June 6-11, 2010
Improving the stability of vaccines and removing vaccines from refrigerated storage for all or part of their shelf life have been proposed as strategies to help ensure vaccine effectiveness and to mitigate cold chain storage capacity constraints and escalating costs associated with the introduction of new vaccines into developing countries. Over the last six years, PATH has conducted research on stabilization of measles, Haemophilus influenzae type b (Hib), hepatitis B, enterotoxgenic Escherichia coli, conjugate meningococcal A, and pentavalent (Diphtheria-Tetanus-Pertussis-hepatitis B-Hib) vaccines in collaboration with 22 technical partners and 10 vaccine development groups. Results will be shared and include marked improvement to the stability of hepatitis B vaccine (12 months at 37 degrees C), more modest improvement to the stability of measles vaccine (8 weeks at 37 degrees C), and development of a freeze-protection method applicable to all aluminum adjuvant-containing vaccines.
Improved vaccine stability has an inherent value to manufacturers (e.g., improved bulk production efficiencies, reduced risk of recalls when the cold chain is breached during shipment, and reduced shipping and storage costs). Regardless, a return on investment for vaccine producers serving the highly price-sensitive developing-country markets is likely to be very dependent on the willingness of the customers to bear additional cost of goods. Mechanisms are needed to communicate desired stability profiles for new vaccines to vaccine developers and to incentivize vaccine developers to enhance product stability. In addition, dialogue between industry and the public sector (e.g., via the Vaccine Presentation and Packaging Advisory Group) is needed to analyze the inevitable trade-offs that occur between one desirable product attribute and another during product development.

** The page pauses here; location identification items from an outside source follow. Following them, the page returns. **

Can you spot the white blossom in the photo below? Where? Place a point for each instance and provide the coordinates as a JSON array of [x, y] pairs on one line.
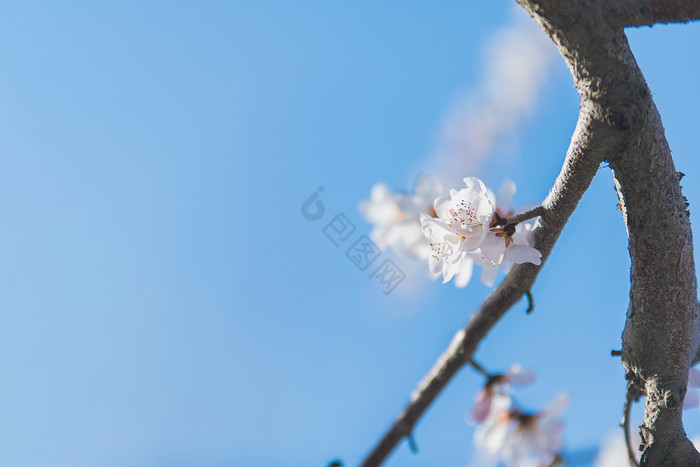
[[396, 216], [500, 385], [520, 439]]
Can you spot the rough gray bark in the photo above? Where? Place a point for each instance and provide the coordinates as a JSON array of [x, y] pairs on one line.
[[619, 123], [661, 336]]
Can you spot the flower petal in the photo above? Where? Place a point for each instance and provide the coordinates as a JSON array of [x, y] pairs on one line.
[[442, 208], [519, 254], [493, 248], [694, 378]]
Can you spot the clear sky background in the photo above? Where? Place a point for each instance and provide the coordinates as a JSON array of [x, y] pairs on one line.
[[163, 302]]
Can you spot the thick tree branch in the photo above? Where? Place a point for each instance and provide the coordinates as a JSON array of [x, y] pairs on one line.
[[661, 332], [623, 13], [618, 122]]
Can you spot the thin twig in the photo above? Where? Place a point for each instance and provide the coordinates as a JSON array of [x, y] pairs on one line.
[[530, 302], [480, 369], [527, 215], [589, 144], [625, 424]]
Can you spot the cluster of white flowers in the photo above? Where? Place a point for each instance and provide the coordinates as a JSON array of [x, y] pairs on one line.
[[396, 216], [463, 228], [508, 435]]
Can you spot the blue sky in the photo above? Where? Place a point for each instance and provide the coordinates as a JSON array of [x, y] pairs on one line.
[[165, 304]]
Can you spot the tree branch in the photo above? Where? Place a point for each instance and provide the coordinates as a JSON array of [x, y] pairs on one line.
[[582, 161], [624, 13], [618, 122], [661, 333], [625, 424]]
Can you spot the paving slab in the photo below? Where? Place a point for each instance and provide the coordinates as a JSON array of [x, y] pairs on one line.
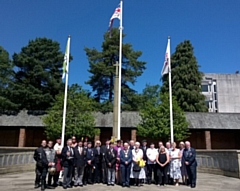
[[205, 182]]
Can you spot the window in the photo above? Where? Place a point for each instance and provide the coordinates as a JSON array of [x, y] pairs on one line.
[[204, 88]]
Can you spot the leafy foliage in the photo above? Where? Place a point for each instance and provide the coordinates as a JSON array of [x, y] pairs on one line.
[[79, 117], [186, 79], [6, 75], [155, 120], [38, 76], [102, 70]]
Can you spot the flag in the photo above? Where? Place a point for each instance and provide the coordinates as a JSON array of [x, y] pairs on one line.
[[165, 69], [66, 59], [116, 15]]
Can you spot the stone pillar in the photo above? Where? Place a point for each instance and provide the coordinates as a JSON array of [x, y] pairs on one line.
[[208, 140], [134, 134], [22, 137]]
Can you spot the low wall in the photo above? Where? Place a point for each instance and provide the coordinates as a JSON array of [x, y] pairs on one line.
[[16, 162], [221, 162], [16, 149]]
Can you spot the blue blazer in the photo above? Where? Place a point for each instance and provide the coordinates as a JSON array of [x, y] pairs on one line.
[[123, 159]]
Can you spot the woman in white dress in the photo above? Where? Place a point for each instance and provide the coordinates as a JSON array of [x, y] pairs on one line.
[[137, 155], [175, 171]]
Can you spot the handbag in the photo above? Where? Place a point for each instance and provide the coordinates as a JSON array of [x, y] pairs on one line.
[[136, 168]]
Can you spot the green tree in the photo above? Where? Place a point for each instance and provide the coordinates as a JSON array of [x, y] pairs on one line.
[[186, 79], [6, 75], [155, 120], [38, 74], [102, 69], [80, 120]]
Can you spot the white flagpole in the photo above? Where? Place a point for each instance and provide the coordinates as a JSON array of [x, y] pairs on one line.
[[170, 92], [120, 73], [65, 95]]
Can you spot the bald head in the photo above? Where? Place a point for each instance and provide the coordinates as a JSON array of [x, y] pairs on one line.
[[187, 144]]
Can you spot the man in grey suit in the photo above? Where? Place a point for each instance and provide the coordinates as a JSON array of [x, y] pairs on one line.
[[189, 156], [125, 164]]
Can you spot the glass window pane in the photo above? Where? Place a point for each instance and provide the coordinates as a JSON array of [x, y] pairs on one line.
[[204, 88]]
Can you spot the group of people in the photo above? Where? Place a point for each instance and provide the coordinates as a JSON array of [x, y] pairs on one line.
[[124, 163]]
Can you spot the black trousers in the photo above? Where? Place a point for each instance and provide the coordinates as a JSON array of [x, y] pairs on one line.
[[152, 169], [192, 174], [89, 173], [162, 175], [97, 172], [104, 173], [67, 175], [41, 173]]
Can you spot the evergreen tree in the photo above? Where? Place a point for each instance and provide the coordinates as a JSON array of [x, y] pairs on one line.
[[186, 79], [102, 69], [6, 74], [155, 120], [79, 117], [38, 76]]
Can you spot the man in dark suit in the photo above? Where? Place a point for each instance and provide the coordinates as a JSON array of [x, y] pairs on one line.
[[104, 149], [144, 148], [41, 165], [189, 156], [90, 159], [125, 164], [79, 163], [67, 162], [111, 159]]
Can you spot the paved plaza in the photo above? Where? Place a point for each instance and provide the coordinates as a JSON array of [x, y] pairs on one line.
[[206, 182]]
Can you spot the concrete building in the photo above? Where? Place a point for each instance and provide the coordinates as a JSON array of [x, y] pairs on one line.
[[222, 92], [208, 130]]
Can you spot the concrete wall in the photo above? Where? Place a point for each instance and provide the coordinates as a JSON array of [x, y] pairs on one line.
[[16, 162], [228, 92], [221, 162]]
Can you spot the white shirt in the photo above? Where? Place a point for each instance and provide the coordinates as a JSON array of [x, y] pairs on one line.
[[151, 155], [57, 147]]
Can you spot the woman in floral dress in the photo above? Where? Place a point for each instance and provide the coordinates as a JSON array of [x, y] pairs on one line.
[[175, 171], [137, 155], [183, 167]]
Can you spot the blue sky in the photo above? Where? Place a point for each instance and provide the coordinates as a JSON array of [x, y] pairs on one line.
[[213, 27]]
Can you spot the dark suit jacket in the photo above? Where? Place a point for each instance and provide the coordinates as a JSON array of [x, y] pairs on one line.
[[66, 161], [90, 155], [144, 153], [40, 157], [103, 154], [80, 158], [190, 156], [128, 158], [111, 158]]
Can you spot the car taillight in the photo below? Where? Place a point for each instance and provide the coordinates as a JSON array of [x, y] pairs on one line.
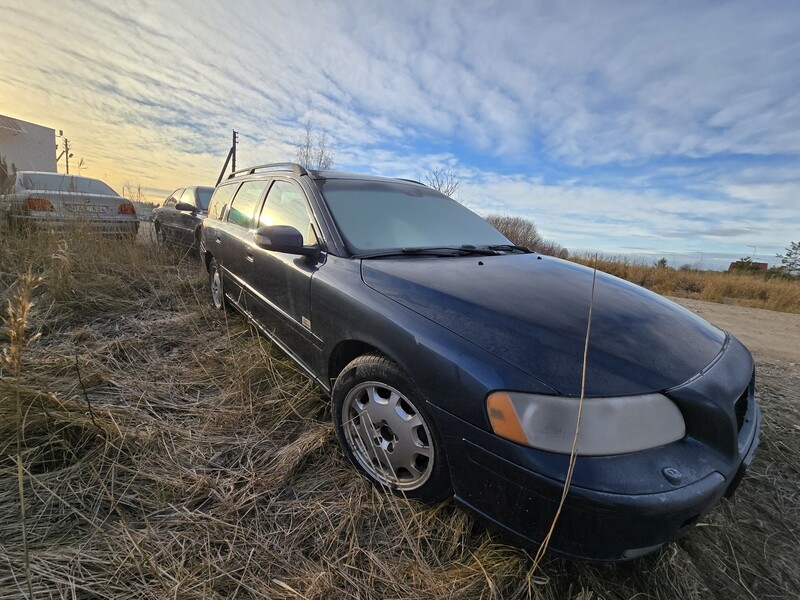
[[38, 204]]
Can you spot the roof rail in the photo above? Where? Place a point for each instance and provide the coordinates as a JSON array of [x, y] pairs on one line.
[[296, 169]]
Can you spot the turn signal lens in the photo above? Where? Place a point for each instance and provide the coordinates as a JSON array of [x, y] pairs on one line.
[[38, 204], [611, 425], [503, 418]]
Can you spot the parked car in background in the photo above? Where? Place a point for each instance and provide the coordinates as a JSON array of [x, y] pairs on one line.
[[55, 201], [455, 360], [179, 218]]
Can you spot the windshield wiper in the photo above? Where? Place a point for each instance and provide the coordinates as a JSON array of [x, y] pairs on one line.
[[509, 247], [430, 251]]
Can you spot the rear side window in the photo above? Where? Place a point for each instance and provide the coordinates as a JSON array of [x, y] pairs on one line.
[[286, 205], [244, 204], [65, 183], [220, 201], [203, 197], [188, 197]]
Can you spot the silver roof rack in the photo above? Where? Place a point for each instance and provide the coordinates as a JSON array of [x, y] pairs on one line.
[[294, 167]]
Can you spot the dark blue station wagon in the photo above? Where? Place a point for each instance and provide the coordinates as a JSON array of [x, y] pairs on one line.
[[455, 360]]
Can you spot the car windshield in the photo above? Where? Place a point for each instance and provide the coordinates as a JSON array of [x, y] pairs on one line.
[[65, 183], [203, 197], [377, 216]]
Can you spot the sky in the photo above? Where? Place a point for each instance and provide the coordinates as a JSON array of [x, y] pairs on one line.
[[648, 129]]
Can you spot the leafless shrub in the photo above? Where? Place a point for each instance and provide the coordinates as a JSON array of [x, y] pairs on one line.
[[523, 232], [314, 151], [443, 180]]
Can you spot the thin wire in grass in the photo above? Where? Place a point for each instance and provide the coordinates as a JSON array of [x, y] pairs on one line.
[[573, 451]]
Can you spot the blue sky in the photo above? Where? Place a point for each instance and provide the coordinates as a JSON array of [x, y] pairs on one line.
[[641, 128]]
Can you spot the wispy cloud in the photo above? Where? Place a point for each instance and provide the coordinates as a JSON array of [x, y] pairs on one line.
[[674, 123]]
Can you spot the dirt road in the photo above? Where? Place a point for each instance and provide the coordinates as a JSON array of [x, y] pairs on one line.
[[769, 335]]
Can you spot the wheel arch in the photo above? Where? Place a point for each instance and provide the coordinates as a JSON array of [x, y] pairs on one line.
[[344, 352]]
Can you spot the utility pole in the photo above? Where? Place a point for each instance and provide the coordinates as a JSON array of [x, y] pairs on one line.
[[234, 141], [65, 152], [231, 156]]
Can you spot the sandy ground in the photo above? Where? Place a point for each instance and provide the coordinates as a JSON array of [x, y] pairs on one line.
[[771, 336]]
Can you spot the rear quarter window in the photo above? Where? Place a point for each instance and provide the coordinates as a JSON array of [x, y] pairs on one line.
[[244, 204], [220, 200]]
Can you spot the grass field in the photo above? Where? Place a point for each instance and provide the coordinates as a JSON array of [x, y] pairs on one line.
[[744, 289], [167, 451]]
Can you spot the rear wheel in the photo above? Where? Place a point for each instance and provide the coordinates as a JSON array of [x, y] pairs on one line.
[[383, 429], [215, 285]]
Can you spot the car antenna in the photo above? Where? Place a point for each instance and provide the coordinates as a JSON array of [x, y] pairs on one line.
[[573, 452]]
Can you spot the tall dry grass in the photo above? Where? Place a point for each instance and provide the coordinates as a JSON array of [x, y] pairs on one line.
[[754, 290], [169, 452]]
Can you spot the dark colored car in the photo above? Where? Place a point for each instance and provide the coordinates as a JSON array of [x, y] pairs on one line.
[[55, 201], [454, 360], [179, 218]]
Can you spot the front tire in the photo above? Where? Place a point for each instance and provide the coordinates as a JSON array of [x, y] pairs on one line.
[[382, 426]]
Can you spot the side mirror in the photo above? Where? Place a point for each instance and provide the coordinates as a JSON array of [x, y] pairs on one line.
[[283, 238], [184, 207]]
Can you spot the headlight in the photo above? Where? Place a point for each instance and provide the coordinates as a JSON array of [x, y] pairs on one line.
[[608, 425]]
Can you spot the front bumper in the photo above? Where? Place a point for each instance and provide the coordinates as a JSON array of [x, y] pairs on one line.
[[594, 524]]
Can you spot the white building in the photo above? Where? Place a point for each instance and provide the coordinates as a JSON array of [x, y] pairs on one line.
[[29, 147]]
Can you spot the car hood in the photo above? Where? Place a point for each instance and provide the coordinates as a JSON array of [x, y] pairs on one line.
[[532, 312]]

Economic analyses of the incremental health and programmatic cost impacts of introducing four thermostable vaccines into immunization programs in Cambodia, Ghana, and Bangladesh show the potential for thermostable formulations to be cost-effective in low-resource settings. In addition, real efforts are underway through Project Optimize, a collaborative effort between the World Health Organization and PATH, to determine how vaccines can best be stored and distributed in the future. Project Optimize is seeking to answer the logistical, policy, regulatory, and cost issues related to labeling and storage of thermostable vaccines at controlled ambient temperatures for part of their shelf life to enable outreach and minimize storage/transport costs. This work will be critical to understanding the full value of thermostable vaccines.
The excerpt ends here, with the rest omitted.